I stayed in bed for another hour at least. Thinking, analyzing, wondering, remembering… even on the verge of crying… I felt trapped. I NEED an out but nothing seems possible, not even relatively probably…
In my mind I had a conversation with my mother (something I would’ve loved to be able to do in person but I don’t live with her and I had no credit)
Me: Mommy (childish voice)
Mommy: what happen to my baby now
Me: me nuh waa go a work… me really really really don’t like my job. I need a new one and I dont think I’m gonna get one soon… I can’t quit but if i stay where i am now it will drive me crazy. I studied to be a a journalist, and so many people think i am lucky to have gotten a job reading and writing news but if only they knew…
Mommy: stop stressing yourself baby, you’re a blessed child and it will work out for you. Remember God is an on-time God. Always remember he may not come when you want him but he’ll be there right on-time
***Aside: That’s one of her favourite songs, “He’s an ontime god yes he is…”****
The conversation ended and I started singing, “isn’t it great when he’s four days late he’s still on time
♫…But Lord, four days late And all help is gone Lord we don't understand Why you waited so long But his way is God's way Not yours or mine And isn't it great When he's four days late He's till on time…♫
On my way to work I started thinking about things in my life I want to change and things I want to achieve. A wave of sadness came over me but in a little convo with God I again asked for patience.
I came out of the taxi and felt the urge to update my facebook status. I wrote the first thing that came to my mind… “I pray for patience”

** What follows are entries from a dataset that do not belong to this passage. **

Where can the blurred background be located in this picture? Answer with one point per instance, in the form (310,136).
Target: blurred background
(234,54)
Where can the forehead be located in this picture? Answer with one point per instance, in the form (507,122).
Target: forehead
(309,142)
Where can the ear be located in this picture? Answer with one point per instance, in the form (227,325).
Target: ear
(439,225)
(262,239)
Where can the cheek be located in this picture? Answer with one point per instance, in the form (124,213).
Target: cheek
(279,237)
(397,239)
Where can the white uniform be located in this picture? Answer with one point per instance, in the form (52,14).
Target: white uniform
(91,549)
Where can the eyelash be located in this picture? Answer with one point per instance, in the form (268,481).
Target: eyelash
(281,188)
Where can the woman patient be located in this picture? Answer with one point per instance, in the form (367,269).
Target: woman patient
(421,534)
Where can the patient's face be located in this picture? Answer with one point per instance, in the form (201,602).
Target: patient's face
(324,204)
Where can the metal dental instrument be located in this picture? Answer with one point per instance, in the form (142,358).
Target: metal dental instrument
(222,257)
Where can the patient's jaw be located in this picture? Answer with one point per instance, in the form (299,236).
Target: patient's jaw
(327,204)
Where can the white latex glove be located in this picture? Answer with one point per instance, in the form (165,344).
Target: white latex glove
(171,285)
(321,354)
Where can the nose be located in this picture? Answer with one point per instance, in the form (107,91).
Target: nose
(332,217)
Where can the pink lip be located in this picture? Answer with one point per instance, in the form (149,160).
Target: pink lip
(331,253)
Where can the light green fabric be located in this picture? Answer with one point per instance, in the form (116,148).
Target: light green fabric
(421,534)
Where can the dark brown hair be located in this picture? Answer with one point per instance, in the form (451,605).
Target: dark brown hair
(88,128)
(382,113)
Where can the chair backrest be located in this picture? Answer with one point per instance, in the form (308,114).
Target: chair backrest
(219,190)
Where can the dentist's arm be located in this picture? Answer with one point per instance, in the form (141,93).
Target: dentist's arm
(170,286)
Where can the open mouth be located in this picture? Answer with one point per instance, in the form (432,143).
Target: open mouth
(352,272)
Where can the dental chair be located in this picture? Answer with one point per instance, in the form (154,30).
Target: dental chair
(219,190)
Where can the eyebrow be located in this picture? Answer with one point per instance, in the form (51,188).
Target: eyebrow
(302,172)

By the time I got to work all I could think about was how much a wish it was Friday… at least I wouldn’t have work the following day. I sent a text to my hubby indicating that I wasn’t feeling well. I was tempted to say I hate my life… but somewhere in the back of my mind I kept hearing my mother telling me that He’s an on-time God and again I prayed for patience.
As faith would have my prayer was interrupted by the ringing of my phone. It was a number I didn’t recognize so of course I put on my best business voice and answered “Hello, good afternoon…”
The person on the phone was calling to conduct a telephone interview (which the first step in a three step interview process for a job I had applied for).
I answered all the questions as best as I could with the brightest smile on my face. There is no guarantee I’ll make it to round two of the interview process but that phone call gave me more happiness that I thought it possibly could.
That phone call restored my hope.
I said my thank yous to the Big Man and again I prayed for patience.
Jeremiah 29:11 For I know the plans I have for you,” declares the LORD, “plans to prosper you and not to harm you, plans to give you hope and a future.
There are so many others things happening, or not happening that I need help with right now… friendships, family issues, personal struggles but as I learnt from my experiences on September 15, 2011, I’ll leave them to God and continue to pray for patience.